Wild, handled with care

A lodge floats amid adventure, sights, and solitude, protected inside a massive rain forest

May 04, 2008|Kari J. Bodnarchuk, Globe Correspondent

"It's so peaceful and so quiet," said Gisela Pierburg from Switzerland as she stood on the dock at King Pacific Lodge gazing out at a placid bay ringed by ancient rain forest and uninhabited islands. "Here, it's really like the wild west. This is something we don't have in Europe, no way."

The first thing to strike many visitors at this wilderness lodge in British Columbia's Inside Passage is the pure silence, save for the occasional cry of a bald eagle overhead or the poof of a humpback exhaling in the bay. The lodge sits in the middle of the Great Bear Rainforest, a 4.4-million-acre park established in 2006 that covers an area twice the size of Yellowstone National Park.

Built on a barge, this floating lodge, with its spa, two-story stone fireplace, and cathedral ceilings, gets towed 100 miles down the coast each spring from its wintering grounds in the port city of Prince Rupert to Princess Royal Island on the province's central coast. From May to September, it is moored next to a cascading waterfall in Barnard Harbour, a horseshoe-shaped bay that's backed by the Coast Mountains and surrounded by impenetrable forest, where emerald-green moss engulfs the cedar and fir trees.

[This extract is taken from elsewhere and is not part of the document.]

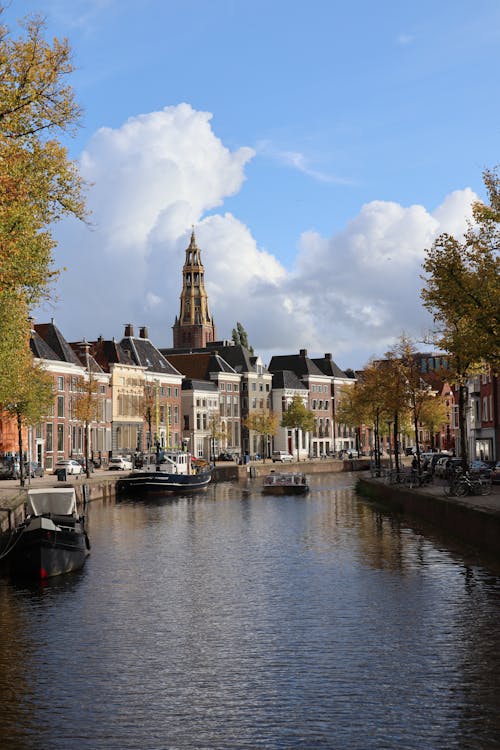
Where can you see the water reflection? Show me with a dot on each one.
(234, 620)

Guests here can explore high-alpine ice fields, remote rivers teeming with salmon, and uninhabited islands with white sandy beaches and wildlife found only in this part of the world. The Kermode bear, or "spirit bear" as it is known by the local Gitga'at people, wanders the forests and can often be spotted hunting for salmon spawning in the area's rivers come September. What makes this black bear unique is its ivory coloring, the result of a double-recessive gene.

"In First Nations' tradition, the Raven created the world and created man, and the legend is that the Raven made every 10th bear white to remind him of the time when the land was covered in ice and snow," said Norm Hann, who developed King Pacific Lodge's adventure program, trains its guides, and runs customized trips in the area through his company, Tantalus Adventures.

When I visited in July, the guests ranged in age from 13 to mid-70s, and included a honeymoon couple, a family celebrating their nephew's graduation, and travelers from as far away as Brazil and Pierburg's homeland. We arrived at this classy, rustic resort by floatplane from Prince Rupert, an hour away.

After a champagne welcome and lunch, we branched off in different directions for an afternoon of adventure. Some kayaked around islands where seals and sea otters played, hiked along pristine rivers in search of black bears, or trolled for salmon and halibut in nearby fiords. Others went on helicopter adventures, accessing remote rivers to hook salmon or trout, or getting dropped off in the wilderness for guided hikes to peaks yet to be named.